I favor an assertion that addresses specifically how we want the two return values to be equivalent, which wouldn’t necessarily be made clear in something like a Java interface. Swift protocols allow us to specify behaviors in return values rather than types, which is one of my reasons for thinking about Swift as a language to watch as it matures. But I’ll spare you my Swift evangelism in this post.
Conclusion
Unit tests help us us drive out intra-class functionality and build confidence in our incremental changes. Integration tests help us ensure that our inter-class and inter-app configuration works as a system. But neither of these test types presents a panacea for helping us save time and avoid worry: unit tests are relatively slow to drive out, and they tend to end up testing our framework and micro-managing our implementation choices. Integration tests give us a long feedback loop, and they tend to produce a lot of false positives for problems such that developers start ignoring their results.

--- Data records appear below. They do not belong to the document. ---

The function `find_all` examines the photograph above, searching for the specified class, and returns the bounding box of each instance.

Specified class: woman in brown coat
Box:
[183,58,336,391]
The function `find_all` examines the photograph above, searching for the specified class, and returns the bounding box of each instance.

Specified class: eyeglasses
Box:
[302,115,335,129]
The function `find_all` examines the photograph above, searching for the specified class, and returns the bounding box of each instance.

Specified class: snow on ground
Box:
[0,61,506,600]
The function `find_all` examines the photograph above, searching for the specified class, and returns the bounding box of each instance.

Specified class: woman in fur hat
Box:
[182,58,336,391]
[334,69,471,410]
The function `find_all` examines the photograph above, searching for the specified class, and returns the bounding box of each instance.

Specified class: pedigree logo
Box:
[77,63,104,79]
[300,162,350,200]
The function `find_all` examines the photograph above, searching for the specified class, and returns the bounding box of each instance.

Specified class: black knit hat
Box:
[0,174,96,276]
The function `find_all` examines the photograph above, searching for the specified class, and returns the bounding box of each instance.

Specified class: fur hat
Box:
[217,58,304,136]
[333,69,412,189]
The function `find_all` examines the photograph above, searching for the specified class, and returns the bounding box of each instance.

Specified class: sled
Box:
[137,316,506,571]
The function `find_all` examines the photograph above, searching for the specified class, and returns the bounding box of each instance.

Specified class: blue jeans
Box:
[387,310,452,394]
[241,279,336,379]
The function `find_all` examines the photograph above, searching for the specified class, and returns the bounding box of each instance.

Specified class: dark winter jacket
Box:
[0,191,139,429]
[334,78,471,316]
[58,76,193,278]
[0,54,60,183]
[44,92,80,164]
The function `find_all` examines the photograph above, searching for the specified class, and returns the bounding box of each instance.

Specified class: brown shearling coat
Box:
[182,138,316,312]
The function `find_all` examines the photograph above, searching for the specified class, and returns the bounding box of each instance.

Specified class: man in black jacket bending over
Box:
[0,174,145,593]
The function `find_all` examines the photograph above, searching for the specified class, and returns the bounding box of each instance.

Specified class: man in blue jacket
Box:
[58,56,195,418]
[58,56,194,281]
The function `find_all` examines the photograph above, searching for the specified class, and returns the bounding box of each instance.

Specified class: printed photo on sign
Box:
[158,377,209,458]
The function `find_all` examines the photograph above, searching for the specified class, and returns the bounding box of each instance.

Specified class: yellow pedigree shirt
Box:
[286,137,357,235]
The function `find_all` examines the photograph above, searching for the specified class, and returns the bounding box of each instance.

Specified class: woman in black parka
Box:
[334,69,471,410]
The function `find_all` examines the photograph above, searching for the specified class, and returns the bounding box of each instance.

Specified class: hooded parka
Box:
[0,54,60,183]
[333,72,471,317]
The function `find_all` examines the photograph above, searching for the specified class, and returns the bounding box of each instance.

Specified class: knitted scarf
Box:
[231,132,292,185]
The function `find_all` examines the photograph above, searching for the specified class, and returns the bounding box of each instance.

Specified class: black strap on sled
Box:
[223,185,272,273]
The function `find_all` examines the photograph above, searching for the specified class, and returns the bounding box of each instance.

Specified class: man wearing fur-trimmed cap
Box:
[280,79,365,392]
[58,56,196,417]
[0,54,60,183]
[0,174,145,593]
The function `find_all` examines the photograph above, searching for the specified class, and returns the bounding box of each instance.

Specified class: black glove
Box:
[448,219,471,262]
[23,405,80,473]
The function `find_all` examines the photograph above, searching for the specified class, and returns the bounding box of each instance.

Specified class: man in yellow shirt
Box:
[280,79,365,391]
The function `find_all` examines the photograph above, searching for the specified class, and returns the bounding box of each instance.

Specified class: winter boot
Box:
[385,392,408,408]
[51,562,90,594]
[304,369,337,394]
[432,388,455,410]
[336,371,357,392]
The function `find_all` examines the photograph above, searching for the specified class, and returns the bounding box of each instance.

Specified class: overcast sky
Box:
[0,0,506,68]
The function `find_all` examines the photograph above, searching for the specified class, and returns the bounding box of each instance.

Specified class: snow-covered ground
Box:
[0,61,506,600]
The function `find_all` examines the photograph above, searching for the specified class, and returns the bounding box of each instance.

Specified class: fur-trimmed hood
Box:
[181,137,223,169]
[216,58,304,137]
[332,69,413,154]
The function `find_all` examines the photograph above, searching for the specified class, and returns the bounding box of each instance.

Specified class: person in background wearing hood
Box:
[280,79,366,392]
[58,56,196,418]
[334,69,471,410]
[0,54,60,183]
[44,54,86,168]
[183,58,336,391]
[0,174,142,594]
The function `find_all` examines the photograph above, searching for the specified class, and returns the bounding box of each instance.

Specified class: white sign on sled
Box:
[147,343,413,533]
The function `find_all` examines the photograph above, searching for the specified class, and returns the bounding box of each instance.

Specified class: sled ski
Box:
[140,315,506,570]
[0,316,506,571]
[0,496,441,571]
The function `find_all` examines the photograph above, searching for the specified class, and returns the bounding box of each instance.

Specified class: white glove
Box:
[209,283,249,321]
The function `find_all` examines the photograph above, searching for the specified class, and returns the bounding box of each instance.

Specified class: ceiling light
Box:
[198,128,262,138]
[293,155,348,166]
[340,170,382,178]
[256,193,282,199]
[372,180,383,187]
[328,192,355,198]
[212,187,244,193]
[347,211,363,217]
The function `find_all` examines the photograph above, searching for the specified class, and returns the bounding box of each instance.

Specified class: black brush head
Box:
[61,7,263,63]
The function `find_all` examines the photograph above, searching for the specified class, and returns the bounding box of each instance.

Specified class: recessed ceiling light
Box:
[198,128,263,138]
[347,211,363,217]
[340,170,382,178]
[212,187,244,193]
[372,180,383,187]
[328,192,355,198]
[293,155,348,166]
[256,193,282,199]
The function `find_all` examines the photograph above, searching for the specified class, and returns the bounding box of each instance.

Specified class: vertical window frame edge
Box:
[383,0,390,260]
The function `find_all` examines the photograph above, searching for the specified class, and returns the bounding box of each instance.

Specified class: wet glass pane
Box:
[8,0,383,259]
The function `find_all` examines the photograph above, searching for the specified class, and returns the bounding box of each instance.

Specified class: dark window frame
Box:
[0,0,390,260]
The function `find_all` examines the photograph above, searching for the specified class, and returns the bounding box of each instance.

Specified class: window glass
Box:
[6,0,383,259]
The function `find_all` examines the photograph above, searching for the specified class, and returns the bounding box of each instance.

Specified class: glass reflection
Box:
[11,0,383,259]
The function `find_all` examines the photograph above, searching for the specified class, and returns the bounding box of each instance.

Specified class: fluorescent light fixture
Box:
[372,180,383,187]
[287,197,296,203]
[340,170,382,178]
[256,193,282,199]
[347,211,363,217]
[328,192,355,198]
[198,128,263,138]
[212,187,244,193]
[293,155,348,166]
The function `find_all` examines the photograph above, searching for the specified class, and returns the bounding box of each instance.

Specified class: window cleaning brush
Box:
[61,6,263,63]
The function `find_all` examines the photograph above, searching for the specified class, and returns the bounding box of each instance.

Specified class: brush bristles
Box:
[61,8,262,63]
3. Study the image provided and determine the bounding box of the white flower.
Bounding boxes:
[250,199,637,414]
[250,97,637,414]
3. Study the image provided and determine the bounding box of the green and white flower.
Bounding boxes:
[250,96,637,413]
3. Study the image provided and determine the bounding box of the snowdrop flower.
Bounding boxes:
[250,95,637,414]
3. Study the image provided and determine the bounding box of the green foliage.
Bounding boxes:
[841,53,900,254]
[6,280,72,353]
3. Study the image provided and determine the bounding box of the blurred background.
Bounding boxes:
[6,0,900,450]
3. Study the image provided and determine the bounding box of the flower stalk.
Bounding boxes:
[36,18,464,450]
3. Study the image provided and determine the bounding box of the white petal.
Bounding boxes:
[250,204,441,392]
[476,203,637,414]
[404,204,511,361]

Instead, we can look for opportunities to test the interaction between just a few collaborators—not one alone like the unit test, and not all together like the integration test.
Which parts of the system should have tests like that?
Here’s how we find out: we draw a diagram of our system, identify the things that could go wrong, and prioritize those problems that are riskiest based on how catastrophic they are, how likely they are, and how easily they could bypass a manual test. I would focus my effort on multi-class tests around the riskiest joints in the system. In so doing, I give myself the option to forego some unit tests in the individual classes covered by my risk tests.
This approach saves us some time, but more importantly, it gives us an opportunity to consider the risks present in our system as a whole. Then it allows us to write a test harness that mitigates the largest risks and communicates those risks to the rest of the team. This risk-focused perspective, over time, makes it easier for us and our teammates to spot and preempt the kinds of bugs that could become headaches later.
I was on the QA side of the house for a lot of years and used risk mapping to determine coverage levels across the various products I’ve tested (or led testing on). It helps a lot with figuring out where to invest in automation — QA-style automation, that is, more end-to-end-style testing. Because automation is expensive and, in the QA world, tends to be brittle. You need to be very strategic about where you invest in it, and the best way to do that is to automate the highest-risk stuff.